Il fouilla dans un de ses sacs et en extirpa une flasque d’argent.

— De l’eau-de-vie, cuvée personnelle d’Otik.

— Je suppose que tu ne l’as pas achetée ?

— Dès notre retour, je m’acquitterai…

— Mais bien sûr…, dit Tanis en lui tapant sur l’épaule. Tu vas partager ça avec Flint, mais ne lui en donne pas trop. Juste de quoi réchauffer ses vieux os.

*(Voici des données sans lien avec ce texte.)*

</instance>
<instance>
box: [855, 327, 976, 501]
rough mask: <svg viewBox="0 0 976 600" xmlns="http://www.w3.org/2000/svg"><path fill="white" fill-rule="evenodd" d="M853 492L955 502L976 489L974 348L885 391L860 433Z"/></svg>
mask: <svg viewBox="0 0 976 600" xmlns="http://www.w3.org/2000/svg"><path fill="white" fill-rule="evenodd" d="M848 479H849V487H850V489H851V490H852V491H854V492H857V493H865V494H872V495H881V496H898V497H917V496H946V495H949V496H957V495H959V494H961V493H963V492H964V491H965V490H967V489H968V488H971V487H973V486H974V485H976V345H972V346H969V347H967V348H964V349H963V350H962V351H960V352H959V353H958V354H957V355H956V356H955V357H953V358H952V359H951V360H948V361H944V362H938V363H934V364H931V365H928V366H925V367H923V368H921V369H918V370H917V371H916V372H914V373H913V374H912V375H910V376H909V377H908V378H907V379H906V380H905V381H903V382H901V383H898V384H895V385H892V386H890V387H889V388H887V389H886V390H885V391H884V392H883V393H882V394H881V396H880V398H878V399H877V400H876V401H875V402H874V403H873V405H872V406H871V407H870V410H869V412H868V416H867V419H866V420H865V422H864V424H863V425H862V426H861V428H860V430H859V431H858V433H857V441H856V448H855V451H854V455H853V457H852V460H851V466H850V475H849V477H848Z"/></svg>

— D’accord. Puis nous conduirons la colonne, comme de valeureux guerriers.

Les compagnons s’apprêtèrent à reprendre la route. Ils auraient eu bien besoin de la cuvée spéciale d’Otik… Lunedor et Rivebise ne s’étaient pas adressé la parole, et leur morosité rejaillissait sur la petite troupe. Tanis ne savait que faire pour mettre un terme à la douleur qui les unissait et les déchirait. Seul le temps refermerait les plaies.

Brusquement, les compagnons se remirent à patauger dans la glaise.

Flint et Tass s’accommodèrent fort bien du terrain marécageux. Ils avaient pris de l’avance sur les autres ; Tass semblait avoir oublié les recommandations de Tanis. L’eau-de-vie les avait si bien réchauffés qu’elle avait dissipé l’atmosphère pesante. Le nain et le kender, à force de se repasser la flasque, l’avait vidée. Ils se promenaient et plaisantaient avec force ricanements sur ce qu’ils feraient s’ils rencontraient un draconien.

— Je le pétrifierai d’un seul coup de hache, dit Flint en faisant des moulinets avec son bras. Et pan ! En plein dans le lard du lézard ! s’esclaffa-t-il.

— Raistlin ferait ça rien qu’en le regardant, dit Tass en singeant la mimique singulière du mage.

Ils se tordirent de rire en se poussant du coude, espérant que Tanis ne les avait pas entendus.